On the basis of an excellently preserved arm fragment Christian Neumann and John Jagt describe a new Early Cretaceous astropectinid sea star. One of the groups with which Hans Hess started his palaeontological career. They discuss its taxonomic affinities, as well as palaeobiological interactions that led to its preservation.
A special volume on echinoderms without a contribution by Dolf Seilacher would not be complete. This is the reason why we included the present paper that should be regarded as an essay in honour of Hans Hess. His paper on the developmental transformation in Jurassic driftwood crinoids is looking for alternative models to explain skeletal transformations in Early Jurassic seirocrinids and pentacrinids. Even though it is in contrast to the paper of Baumiller & Janeswki, it is worth reading. And hopefully stirs a bit in the pot of pseudoplanktic ideas. Mike Simms has been looking into stereom microstructure of crinoid columnalia and tries to assess their usefulness for phylogenetic analysis. He used both fossil and recent material from various stratigraphic levels ranging from the Carnian to the Toarcian including various taxa of the Order Isocrinina, the Order Millericrinida and three extant isocrinid and bourgueticrinid genera. A very novel approach indeed, with some surprising results. Andrew Smith digs deep into the roots of the Jurassic arbacioid sea urchins. Up to now only one individual of the Middle Jurassic taxon Gymnodiadema was known. New well-preserved specimens from the Bajocian of Morocco together with the oldest known occurrence of Magnosia are the basis of a new phylogenetic analysis.

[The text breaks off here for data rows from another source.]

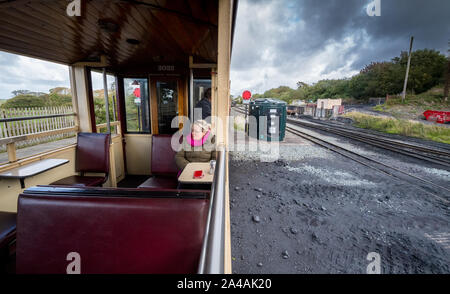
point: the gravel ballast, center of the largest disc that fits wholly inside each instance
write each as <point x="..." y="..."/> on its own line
<point x="313" y="211"/>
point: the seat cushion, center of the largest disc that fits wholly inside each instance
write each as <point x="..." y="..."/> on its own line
<point x="160" y="182"/>
<point x="80" y="181"/>
<point x="163" y="156"/>
<point x="7" y="227"/>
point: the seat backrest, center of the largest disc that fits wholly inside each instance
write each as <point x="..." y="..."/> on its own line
<point x="92" y="153"/>
<point x="163" y="156"/>
<point x="110" y="234"/>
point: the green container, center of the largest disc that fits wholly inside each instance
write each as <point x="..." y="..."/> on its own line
<point x="273" y="110"/>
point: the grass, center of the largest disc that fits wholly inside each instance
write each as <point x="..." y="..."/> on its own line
<point x="401" y="127"/>
<point x="414" y="105"/>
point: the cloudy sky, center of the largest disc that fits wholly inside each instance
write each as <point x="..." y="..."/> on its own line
<point x="281" y="42"/>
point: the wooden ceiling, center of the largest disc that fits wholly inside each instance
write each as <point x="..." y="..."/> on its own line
<point x="167" y="31"/>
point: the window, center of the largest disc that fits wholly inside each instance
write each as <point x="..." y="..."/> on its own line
<point x="137" y="108"/>
<point x="200" y="86"/>
<point x="98" y="94"/>
<point x="29" y="88"/>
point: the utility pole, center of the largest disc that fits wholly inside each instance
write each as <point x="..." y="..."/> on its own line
<point x="447" y="75"/>
<point x="407" y="70"/>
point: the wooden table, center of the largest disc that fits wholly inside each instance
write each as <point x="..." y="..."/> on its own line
<point x="187" y="176"/>
<point x="32" y="169"/>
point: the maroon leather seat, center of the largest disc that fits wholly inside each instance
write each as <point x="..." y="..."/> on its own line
<point x="7" y="228"/>
<point x="92" y="155"/>
<point x="110" y="234"/>
<point x="163" y="168"/>
<point x="160" y="181"/>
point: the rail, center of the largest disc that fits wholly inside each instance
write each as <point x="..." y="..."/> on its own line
<point x="212" y="255"/>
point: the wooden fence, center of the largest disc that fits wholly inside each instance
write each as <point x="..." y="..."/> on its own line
<point x="28" y="126"/>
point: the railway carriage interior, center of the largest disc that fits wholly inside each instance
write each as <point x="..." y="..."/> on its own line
<point x="112" y="200"/>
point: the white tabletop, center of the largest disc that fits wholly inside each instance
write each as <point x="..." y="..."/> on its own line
<point x="187" y="176"/>
<point x="33" y="169"/>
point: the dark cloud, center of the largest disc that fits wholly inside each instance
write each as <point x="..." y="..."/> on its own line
<point x="285" y="36"/>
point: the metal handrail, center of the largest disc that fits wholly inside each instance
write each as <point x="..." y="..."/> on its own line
<point x="212" y="258"/>
<point x="35" y="117"/>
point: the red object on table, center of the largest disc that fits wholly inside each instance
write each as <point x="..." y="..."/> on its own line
<point x="440" y="117"/>
<point x="198" y="174"/>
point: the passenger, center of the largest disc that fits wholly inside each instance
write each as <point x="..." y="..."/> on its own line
<point x="199" y="146"/>
<point x="205" y="105"/>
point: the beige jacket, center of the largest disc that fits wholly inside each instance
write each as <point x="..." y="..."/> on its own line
<point x="189" y="154"/>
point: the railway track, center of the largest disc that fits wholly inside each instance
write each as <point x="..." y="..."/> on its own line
<point x="426" y="186"/>
<point x="422" y="184"/>
<point x="436" y="156"/>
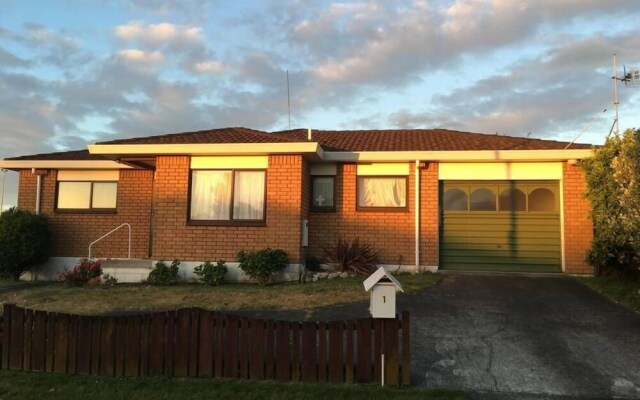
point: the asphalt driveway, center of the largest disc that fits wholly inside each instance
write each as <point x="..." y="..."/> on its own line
<point x="515" y="337"/>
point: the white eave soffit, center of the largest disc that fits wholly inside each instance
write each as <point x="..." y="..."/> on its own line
<point x="207" y="149"/>
<point x="62" y="164"/>
<point x="459" y="156"/>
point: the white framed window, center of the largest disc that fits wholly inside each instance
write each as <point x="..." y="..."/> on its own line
<point x="382" y="192"/>
<point x="225" y="196"/>
<point x="323" y="193"/>
<point x="87" y="196"/>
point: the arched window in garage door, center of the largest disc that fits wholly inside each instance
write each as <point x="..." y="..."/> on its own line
<point x="542" y="199"/>
<point x="512" y="199"/>
<point x="455" y="199"/>
<point x="482" y="199"/>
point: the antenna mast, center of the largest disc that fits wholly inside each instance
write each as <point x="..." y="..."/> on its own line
<point x="631" y="79"/>
<point x="615" y="94"/>
<point x="288" y="100"/>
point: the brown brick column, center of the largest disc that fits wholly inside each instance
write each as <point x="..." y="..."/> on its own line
<point x="578" y="227"/>
<point x="429" y="218"/>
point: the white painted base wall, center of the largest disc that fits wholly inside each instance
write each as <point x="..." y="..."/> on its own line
<point x="50" y="271"/>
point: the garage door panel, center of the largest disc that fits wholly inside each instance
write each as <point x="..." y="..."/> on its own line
<point x="500" y="259"/>
<point x="479" y="234"/>
<point x="503" y="267"/>
<point x="517" y="248"/>
<point x="498" y="240"/>
<point x="453" y="240"/>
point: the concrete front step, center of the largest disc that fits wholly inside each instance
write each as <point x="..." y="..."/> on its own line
<point x="134" y="270"/>
<point x="131" y="263"/>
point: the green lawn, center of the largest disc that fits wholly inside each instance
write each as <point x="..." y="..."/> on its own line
<point x="623" y="291"/>
<point x="140" y="297"/>
<point x="20" y="385"/>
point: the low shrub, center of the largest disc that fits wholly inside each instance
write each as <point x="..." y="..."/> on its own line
<point x="312" y="263"/>
<point x="261" y="264"/>
<point x="163" y="275"/>
<point x="212" y="275"/>
<point x="24" y="241"/>
<point x="85" y="273"/>
<point x="360" y="259"/>
<point x="108" y="280"/>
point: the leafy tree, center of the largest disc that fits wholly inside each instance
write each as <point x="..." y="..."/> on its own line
<point x="24" y="241"/>
<point x="613" y="188"/>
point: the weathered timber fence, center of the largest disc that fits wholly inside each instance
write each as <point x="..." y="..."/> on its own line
<point x="201" y="343"/>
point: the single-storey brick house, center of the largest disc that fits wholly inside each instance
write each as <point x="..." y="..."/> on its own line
<point x="426" y="199"/>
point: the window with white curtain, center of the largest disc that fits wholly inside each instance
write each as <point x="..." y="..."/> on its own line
<point x="322" y="193"/>
<point x="227" y="195"/>
<point x="382" y="192"/>
<point x="95" y="196"/>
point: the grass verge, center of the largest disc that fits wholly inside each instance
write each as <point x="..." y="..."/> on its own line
<point x="622" y="291"/>
<point x="20" y="385"/>
<point x="139" y="297"/>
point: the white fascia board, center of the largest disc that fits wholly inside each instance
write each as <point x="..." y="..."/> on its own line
<point x="459" y="156"/>
<point x="62" y="164"/>
<point x="210" y="149"/>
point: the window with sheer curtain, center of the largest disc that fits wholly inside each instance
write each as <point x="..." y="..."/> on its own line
<point x="382" y="192"/>
<point x="96" y="196"/>
<point x="227" y="195"/>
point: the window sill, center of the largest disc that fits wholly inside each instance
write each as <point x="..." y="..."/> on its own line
<point x="323" y="209"/>
<point x="383" y="209"/>
<point x="225" y="223"/>
<point x="85" y="211"/>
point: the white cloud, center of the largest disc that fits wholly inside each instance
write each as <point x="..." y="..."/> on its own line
<point x="140" y="56"/>
<point x="155" y="34"/>
<point x="209" y="67"/>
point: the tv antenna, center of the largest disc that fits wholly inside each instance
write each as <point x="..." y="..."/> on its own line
<point x="288" y="100"/>
<point x="630" y="79"/>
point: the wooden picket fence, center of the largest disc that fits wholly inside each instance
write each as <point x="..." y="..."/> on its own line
<point x="201" y="343"/>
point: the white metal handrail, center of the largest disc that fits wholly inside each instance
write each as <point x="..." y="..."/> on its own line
<point x="109" y="233"/>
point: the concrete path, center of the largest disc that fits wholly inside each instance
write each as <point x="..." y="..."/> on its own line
<point x="515" y="337"/>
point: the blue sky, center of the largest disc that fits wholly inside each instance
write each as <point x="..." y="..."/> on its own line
<point x="74" y="72"/>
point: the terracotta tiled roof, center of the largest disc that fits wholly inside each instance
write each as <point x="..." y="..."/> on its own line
<point x="74" y="155"/>
<point x="423" y="140"/>
<point x="222" y="135"/>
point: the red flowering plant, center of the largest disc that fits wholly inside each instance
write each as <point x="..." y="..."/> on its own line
<point x="86" y="272"/>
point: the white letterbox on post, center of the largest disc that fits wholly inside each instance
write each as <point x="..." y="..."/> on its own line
<point x="382" y="286"/>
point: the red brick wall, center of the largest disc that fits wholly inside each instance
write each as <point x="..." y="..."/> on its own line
<point x="71" y="234"/>
<point x="390" y="232"/>
<point x="578" y="228"/>
<point x="173" y="238"/>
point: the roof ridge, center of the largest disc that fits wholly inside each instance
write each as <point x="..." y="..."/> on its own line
<point x="167" y="135"/>
<point x="409" y="130"/>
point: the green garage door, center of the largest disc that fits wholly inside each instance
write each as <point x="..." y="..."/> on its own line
<point x="500" y="226"/>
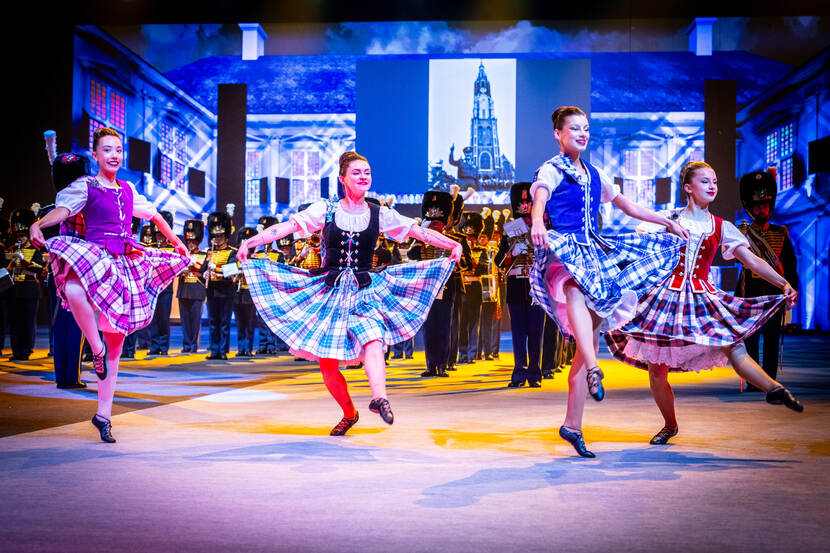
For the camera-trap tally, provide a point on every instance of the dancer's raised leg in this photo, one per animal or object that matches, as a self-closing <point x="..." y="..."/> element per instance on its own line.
<point x="337" y="386"/>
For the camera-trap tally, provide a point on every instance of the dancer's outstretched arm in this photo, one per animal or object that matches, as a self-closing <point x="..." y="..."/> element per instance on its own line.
<point x="274" y="232"/>
<point x="761" y="268"/>
<point x="436" y="239"/>
<point x="639" y="212"/>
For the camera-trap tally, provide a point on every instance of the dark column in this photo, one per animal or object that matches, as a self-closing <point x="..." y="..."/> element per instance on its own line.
<point x="230" y="163"/>
<point x="42" y="101"/>
<point x="720" y="135"/>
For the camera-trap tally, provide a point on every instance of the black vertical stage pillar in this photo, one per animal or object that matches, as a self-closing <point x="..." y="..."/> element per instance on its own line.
<point x="230" y="164"/>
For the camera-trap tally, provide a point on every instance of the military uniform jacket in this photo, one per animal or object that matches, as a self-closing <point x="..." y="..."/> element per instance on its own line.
<point x="192" y="283"/>
<point x="218" y="286"/>
<point x="774" y="246"/>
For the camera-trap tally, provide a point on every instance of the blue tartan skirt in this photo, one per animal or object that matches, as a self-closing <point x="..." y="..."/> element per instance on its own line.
<point x="612" y="277"/>
<point x="336" y="322"/>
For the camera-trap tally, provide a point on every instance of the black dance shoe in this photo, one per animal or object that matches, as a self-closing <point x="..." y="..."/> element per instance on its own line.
<point x="99" y="363"/>
<point x="666" y="433"/>
<point x="104" y="426"/>
<point x="382" y="408"/>
<point x="595" y="387"/>
<point x="344" y="425"/>
<point x="575" y="439"/>
<point x="782" y="396"/>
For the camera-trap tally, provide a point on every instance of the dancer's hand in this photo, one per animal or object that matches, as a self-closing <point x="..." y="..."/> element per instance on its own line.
<point x="790" y="294"/>
<point x="538" y="233"/>
<point x="242" y="252"/>
<point x="36" y="236"/>
<point x="674" y="228"/>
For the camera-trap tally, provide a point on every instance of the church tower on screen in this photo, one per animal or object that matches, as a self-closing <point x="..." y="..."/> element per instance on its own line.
<point x="484" y="136"/>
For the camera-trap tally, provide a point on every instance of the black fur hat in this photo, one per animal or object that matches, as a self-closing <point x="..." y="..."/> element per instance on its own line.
<point x="168" y="218"/>
<point x="471" y="223"/>
<point x="219" y="223"/>
<point x="245" y="233"/>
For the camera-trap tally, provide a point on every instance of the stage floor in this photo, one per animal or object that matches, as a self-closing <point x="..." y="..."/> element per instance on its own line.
<point x="235" y="456"/>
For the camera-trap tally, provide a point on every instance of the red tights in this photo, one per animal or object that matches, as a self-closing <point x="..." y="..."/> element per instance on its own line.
<point x="337" y="386"/>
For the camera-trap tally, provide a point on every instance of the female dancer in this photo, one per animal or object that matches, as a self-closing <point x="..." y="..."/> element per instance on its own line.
<point x="586" y="282"/>
<point x="342" y="312"/>
<point x="108" y="280"/>
<point x="685" y="323"/>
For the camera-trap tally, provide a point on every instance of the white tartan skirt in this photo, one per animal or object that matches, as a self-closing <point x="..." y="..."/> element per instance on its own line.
<point x="319" y="321"/>
<point x="612" y="278"/>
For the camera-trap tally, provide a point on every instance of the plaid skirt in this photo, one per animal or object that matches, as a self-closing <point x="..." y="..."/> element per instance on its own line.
<point x="336" y="322"/>
<point x="612" y="278"/>
<point x="687" y="331"/>
<point x="123" y="288"/>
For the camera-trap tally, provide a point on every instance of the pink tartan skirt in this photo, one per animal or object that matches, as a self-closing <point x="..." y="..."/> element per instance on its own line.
<point x="687" y="331"/>
<point x="123" y="288"/>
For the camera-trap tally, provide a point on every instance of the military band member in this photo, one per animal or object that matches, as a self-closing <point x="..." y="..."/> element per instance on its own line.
<point x="26" y="265"/>
<point x="220" y="290"/>
<point x="192" y="288"/>
<point x="771" y="243"/>
<point x="243" y="306"/>
<point x="268" y="341"/>
<point x="526" y="320"/>
<point x="141" y="337"/>
<point x="159" y="327"/>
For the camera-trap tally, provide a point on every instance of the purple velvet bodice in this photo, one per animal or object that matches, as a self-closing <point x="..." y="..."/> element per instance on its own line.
<point x="108" y="215"/>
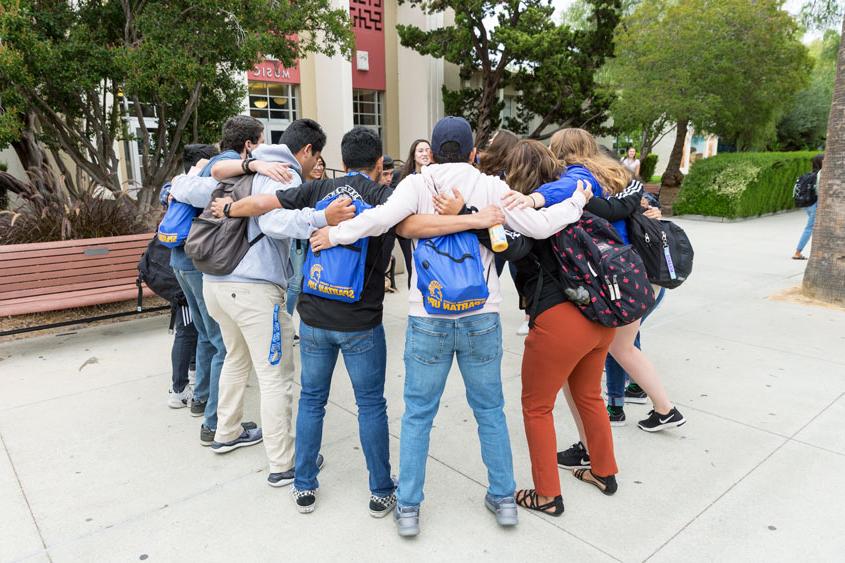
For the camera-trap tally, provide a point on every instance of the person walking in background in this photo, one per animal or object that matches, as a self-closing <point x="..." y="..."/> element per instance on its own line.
<point x="806" y="196"/>
<point x="434" y="339"/>
<point x="631" y="162"/>
<point x="298" y="250"/>
<point x="418" y="157"/>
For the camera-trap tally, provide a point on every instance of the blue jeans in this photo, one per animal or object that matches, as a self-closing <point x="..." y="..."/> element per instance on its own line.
<point x="365" y="358"/>
<point x="808" y="228"/>
<point x="430" y="344"/>
<point x="298" y="248"/>
<point x="210" y="348"/>
<point x="615" y="376"/>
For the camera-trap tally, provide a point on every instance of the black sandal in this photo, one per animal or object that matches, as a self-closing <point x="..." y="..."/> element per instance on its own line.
<point x="527" y="498"/>
<point x="606" y="485"/>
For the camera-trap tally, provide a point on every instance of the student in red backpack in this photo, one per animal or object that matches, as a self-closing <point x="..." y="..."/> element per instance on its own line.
<point x="579" y="152"/>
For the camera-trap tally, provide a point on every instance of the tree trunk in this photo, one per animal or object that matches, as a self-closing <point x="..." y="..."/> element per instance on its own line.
<point x="673" y="177"/>
<point x="825" y="275"/>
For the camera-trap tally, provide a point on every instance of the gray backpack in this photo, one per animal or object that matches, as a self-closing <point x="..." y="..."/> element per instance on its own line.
<point x="217" y="246"/>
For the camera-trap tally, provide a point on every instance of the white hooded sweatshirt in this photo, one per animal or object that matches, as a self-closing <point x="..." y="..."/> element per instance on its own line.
<point x="414" y="195"/>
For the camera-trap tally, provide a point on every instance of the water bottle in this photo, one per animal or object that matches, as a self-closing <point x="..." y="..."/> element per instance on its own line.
<point x="498" y="238"/>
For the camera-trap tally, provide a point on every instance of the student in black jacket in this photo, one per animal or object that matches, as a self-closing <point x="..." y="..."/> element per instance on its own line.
<point x="354" y="329"/>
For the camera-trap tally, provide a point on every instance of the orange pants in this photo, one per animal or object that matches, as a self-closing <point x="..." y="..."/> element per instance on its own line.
<point x="564" y="346"/>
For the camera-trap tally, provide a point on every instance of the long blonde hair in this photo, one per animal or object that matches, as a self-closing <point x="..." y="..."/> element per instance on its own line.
<point x="530" y="165"/>
<point x="576" y="146"/>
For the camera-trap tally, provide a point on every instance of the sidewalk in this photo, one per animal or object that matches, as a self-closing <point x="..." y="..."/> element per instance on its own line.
<point x="95" y="467"/>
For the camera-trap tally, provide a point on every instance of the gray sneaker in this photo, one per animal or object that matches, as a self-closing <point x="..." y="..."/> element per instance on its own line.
<point x="407" y="520"/>
<point x="247" y="438"/>
<point x="207" y="434"/>
<point x="504" y="508"/>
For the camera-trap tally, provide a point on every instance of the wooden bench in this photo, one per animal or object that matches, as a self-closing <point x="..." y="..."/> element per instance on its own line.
<point x="52" y="276"/>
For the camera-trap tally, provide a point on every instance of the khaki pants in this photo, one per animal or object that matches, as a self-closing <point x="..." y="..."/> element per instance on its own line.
<point x="244" y="312"/>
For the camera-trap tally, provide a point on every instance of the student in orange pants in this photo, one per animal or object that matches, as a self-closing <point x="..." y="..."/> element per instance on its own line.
<point x="562" y="347"/>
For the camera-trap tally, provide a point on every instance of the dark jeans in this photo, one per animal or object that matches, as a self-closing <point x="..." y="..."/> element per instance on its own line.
<point x="408" y="253"/>
<point x="184" y="351"/>
<point x="615" y="376"/>
<point x="365" y="358"/>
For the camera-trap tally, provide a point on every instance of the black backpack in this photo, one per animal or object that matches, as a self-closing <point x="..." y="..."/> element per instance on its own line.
<point x="215" y="245"/>
<point x="604" y="277"/>
<point x="154" y="270"/>
<point x="804" y="193"/>
<point x="664" y="247"/>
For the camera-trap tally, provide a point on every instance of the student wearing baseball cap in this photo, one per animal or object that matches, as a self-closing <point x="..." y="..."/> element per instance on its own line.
<point x="434" y="340"/>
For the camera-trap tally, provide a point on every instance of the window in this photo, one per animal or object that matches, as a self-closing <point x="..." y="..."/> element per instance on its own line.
<point x="271" y="101"/>
<point x="366" y="109"/>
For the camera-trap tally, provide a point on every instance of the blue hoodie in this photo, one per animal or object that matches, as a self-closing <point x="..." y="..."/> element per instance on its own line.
<point x="559" y="190"/>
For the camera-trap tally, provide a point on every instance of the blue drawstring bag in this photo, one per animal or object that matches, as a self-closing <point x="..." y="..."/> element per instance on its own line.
<point x="450" y="274"/>
<point x="337" y="273"/>
<point x="176" y="223"/>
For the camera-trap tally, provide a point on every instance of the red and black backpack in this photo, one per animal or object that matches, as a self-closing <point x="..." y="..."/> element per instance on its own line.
<point x="604" y="277"/>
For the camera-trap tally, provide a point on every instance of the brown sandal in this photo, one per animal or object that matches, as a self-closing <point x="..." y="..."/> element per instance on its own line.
<point x="606" y="485"/>
<point x="527" y="498"/>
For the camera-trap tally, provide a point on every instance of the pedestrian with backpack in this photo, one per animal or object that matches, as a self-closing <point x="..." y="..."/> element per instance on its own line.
<point x="806" y="197"/>
<point x="341" y="309"/>
<point x="454" y="302"/>
<point x="241" y="134"/>
<point x="245" y="276"/>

He elusively sheds light on the early evolution of the crown group of arbacioids and their exploration of deep-water settings in the Late Cretaceous. The last contribution by Ben Thuy, Andi Gale and Mike Reich presents a first overview of a new Early Jurassic Lagerstätte from the French Ardennes. The remains of all five extant classes of echinoderms show an outstanding preservation. The morphological assessment of the represented taxa can be given in such details that is rarely seen in fossil material. The Sedan Lagerstätte opens a unique window into the palaeoecology of an extinct shallow-water soft-bottom community. And I am eager to read the sequel.
Finally, I would like to thank all the reviewers, who did an excellent job.
Bill Ausich, Tom Baumiller, Dan Blake, Bruno David, Steve Donovan, Hans Hagdorn, Hans Hess, John Jagt, Andreas Kroh, John Lawrence, Jimmy Nebelsick, Umberto Nicosia, Dolf Seilacher, George Sevastopoulos, Andrew Smith, Mike Simms, Loïc Villier, Gary Webster.
Thanks to all of you, we could handle the timely printing of the first volume of the Swiss Journal of Palaeontology.
Most of my sincere gratitude goes to the members of the Commission for the Swiss Palaeontological Memoirs and the Swiss Academy of Science who trusted me to lead our “old” journal into a hopeful and more international future.